I have to give a personal narrative in my speech class today. I'm supposed tell some tale significance to my family or culture. I struggled for a while with the idea, because as a white male athiest raised in the bible-belt, my cultural history doesn't extend much further back than Thriller.
Here's what I threw together. I think it's just obsessive enough to be a componant. Peas.


I thought hard about what to speak on and only drew blanks.

I thought about embellishing some scrap of family history or making something up completely.

I'm sure there are many wonderful tales of family tradition and the hardships of immigration hanging on the branches of my family tree. But neither myself, my parents, or my grandparents have heard or choose to remember anything notable.
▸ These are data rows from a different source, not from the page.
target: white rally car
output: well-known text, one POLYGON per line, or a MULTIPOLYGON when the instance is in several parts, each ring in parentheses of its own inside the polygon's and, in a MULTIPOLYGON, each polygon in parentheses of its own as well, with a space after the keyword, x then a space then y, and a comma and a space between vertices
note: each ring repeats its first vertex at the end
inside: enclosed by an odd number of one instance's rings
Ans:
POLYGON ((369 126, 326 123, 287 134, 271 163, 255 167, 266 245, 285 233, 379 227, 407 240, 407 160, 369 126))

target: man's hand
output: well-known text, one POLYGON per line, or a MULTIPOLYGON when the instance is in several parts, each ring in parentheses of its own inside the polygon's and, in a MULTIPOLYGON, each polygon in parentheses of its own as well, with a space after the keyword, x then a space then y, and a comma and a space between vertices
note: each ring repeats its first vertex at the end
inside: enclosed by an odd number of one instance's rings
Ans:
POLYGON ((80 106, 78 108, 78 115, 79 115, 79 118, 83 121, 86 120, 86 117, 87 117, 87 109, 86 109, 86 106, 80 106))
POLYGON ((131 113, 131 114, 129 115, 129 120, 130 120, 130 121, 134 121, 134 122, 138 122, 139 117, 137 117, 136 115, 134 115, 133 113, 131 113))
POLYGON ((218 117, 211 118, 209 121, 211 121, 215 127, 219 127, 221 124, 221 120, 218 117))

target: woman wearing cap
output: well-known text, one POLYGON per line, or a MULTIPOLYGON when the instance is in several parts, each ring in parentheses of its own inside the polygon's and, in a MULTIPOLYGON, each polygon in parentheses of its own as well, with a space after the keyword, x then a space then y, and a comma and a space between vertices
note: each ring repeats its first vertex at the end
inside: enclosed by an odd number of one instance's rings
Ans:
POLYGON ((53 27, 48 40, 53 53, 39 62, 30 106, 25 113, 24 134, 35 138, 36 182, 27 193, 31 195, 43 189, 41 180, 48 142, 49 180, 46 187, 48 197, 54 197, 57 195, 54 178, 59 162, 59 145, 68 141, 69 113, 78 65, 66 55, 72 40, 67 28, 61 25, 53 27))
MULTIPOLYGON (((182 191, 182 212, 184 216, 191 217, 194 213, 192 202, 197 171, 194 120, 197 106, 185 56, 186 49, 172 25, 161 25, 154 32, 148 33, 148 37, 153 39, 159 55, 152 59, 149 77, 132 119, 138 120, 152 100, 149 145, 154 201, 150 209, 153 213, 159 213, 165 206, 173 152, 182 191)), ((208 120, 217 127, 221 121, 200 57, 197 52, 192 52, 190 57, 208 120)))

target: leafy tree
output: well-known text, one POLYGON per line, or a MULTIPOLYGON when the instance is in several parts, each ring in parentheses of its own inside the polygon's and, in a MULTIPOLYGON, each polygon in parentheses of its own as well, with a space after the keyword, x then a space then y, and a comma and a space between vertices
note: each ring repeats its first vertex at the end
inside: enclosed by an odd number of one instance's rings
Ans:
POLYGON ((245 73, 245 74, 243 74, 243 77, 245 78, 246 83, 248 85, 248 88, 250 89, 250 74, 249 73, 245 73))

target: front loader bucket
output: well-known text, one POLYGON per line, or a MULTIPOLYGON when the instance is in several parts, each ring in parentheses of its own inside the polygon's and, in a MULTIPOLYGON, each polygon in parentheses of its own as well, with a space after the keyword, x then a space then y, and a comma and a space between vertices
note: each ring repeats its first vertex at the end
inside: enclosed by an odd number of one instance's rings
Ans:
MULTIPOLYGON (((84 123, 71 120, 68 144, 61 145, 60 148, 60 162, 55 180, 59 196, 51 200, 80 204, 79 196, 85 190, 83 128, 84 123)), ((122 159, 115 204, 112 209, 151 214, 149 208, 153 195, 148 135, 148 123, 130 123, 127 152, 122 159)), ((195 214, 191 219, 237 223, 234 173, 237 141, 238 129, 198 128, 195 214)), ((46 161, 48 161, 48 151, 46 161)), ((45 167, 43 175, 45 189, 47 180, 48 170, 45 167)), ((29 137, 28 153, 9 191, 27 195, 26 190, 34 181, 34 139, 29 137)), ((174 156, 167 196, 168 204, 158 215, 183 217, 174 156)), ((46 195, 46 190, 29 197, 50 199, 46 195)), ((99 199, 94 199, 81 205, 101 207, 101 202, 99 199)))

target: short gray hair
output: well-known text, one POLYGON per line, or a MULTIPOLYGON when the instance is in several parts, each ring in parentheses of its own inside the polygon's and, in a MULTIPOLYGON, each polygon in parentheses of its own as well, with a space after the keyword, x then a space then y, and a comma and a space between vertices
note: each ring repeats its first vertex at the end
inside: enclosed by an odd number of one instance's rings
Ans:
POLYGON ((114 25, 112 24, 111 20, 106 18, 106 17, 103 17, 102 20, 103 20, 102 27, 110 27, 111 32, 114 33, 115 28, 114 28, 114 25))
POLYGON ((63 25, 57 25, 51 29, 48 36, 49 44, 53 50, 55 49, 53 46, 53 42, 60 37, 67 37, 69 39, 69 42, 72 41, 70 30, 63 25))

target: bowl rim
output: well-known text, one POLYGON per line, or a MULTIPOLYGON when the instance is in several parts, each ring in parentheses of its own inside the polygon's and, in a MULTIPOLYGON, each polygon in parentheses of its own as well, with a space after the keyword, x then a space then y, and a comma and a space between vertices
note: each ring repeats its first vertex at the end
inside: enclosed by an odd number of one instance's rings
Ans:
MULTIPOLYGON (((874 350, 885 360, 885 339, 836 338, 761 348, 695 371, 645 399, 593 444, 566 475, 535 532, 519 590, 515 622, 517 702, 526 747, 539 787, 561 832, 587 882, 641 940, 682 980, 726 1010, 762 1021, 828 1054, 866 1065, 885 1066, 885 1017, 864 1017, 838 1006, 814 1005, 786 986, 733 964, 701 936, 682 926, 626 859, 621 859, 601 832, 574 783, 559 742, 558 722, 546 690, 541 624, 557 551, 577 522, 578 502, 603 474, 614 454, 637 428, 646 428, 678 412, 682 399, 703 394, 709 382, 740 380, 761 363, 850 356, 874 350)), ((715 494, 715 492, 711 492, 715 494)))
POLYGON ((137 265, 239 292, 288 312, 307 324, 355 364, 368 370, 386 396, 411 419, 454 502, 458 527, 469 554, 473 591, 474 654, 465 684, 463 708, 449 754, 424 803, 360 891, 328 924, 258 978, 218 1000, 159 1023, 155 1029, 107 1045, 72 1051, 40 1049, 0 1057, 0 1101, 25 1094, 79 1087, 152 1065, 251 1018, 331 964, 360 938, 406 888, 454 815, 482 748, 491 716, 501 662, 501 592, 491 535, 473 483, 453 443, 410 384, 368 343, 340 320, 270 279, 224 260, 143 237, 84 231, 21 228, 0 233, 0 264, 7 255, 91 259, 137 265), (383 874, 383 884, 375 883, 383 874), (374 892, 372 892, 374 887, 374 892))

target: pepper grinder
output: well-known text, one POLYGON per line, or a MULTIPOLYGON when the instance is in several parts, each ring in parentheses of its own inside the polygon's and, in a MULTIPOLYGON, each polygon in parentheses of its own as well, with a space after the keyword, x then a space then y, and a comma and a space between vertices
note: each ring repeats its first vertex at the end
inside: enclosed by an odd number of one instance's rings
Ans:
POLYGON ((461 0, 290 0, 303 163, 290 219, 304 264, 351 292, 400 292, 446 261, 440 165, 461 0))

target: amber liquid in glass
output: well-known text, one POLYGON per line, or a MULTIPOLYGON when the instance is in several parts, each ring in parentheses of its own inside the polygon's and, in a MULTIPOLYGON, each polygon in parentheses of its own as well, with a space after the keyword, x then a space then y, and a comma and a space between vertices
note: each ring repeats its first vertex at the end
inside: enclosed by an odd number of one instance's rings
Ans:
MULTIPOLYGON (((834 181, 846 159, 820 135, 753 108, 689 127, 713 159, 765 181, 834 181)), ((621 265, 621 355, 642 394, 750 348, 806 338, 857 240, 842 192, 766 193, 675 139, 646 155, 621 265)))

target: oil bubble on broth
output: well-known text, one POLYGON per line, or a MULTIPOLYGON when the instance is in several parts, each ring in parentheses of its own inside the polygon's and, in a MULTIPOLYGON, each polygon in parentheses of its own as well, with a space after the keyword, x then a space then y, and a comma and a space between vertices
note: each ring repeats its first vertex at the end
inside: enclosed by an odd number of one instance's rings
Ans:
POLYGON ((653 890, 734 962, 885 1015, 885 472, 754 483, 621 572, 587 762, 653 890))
I doubt that my situation is uncommon.

Unlike the close knit immigrant neighborhoods of Chicago or New York that have celebrated their old world heritage with pride. I was born and grew up in the cultural vacuum of Middle-America that consumes the other 98% of the nation.

Some people have taken to calling it the Heartland, but any heart is purely artificial.

The view of American heritage presented to me was one of fast food chains, strip malls, and pre-fab trailer homes.

Every construct in my environment was designed to be cheap to build, quick to throw up and quicker to tear down.

I saw my small town's quaint downtown area turn into a ghost-town within a year of the Mall opening.

While our downtown wasn't Budapest, it was made up of locally owned businesses housed in well constructed buildings

Some still in the late displayed yellow and black metal signs showing that it would be used as a fallout shelter if the commies nuked us carrying out their insidious plans of world domination.

In the years before I left, that Mall became unpopular and the corporate chain stores fled back to wherever they came from. Most malls built in the 70's and 80's are empty. Consumer tastes changed again apparently.

Super Wall-Mart, Borders, The Gap built Lots on the other side of the freeway and put up tacky grey concrete and painted aluminum stores waiting to be torn down within 10 or 15 years.

my point is that it's no surprise that with the temporary nature of my community's surroundings and the near-sighted dedication to "progress" that any "antiquated" notions of heritage would be forgotten just as quickly.

Within less than 200 years, the "culture" of small towns like mine has become homogenized into a tangable sense of pride in the collective ignorance and xenophobia of the citizens.

Any cultural family ritual that doesn't begin in an automobile and end at Denny's is considered suspect.

Jews, Hindus, Catholics, Islamists, and atheists are well advised to begin worshiping our federally approved deity at the new high-tech mega-church conveniently located just off I-40.

This way the other citizens won’t worry about you holding any funny allegiances to some backward foreign land that would rather not be modernized by America’s gracious corporate representatives.

I never felt happy with this arrangement. So I have left the bland wonder bread safety of middle-America and moved into a large culturally diverse metropolitan city. I feel more at home here than I ever did in the town that I was born.

A steadily growing number young people who grew up in my situation are doing the same and many smaller cities are driving away the young talent they will need to grow economically.

The importance of cultural heritage, art, music and ceremony respected and practiced by generations for hundreds maybe thousands of years is huge and should not be lost to ideas of nationalism or progress.

I may never know where my great-great-great-grandparents were born or of the rigors of the frontier that they helped build, but the lessons I’ve learned about the fragile nature of society could be just as important.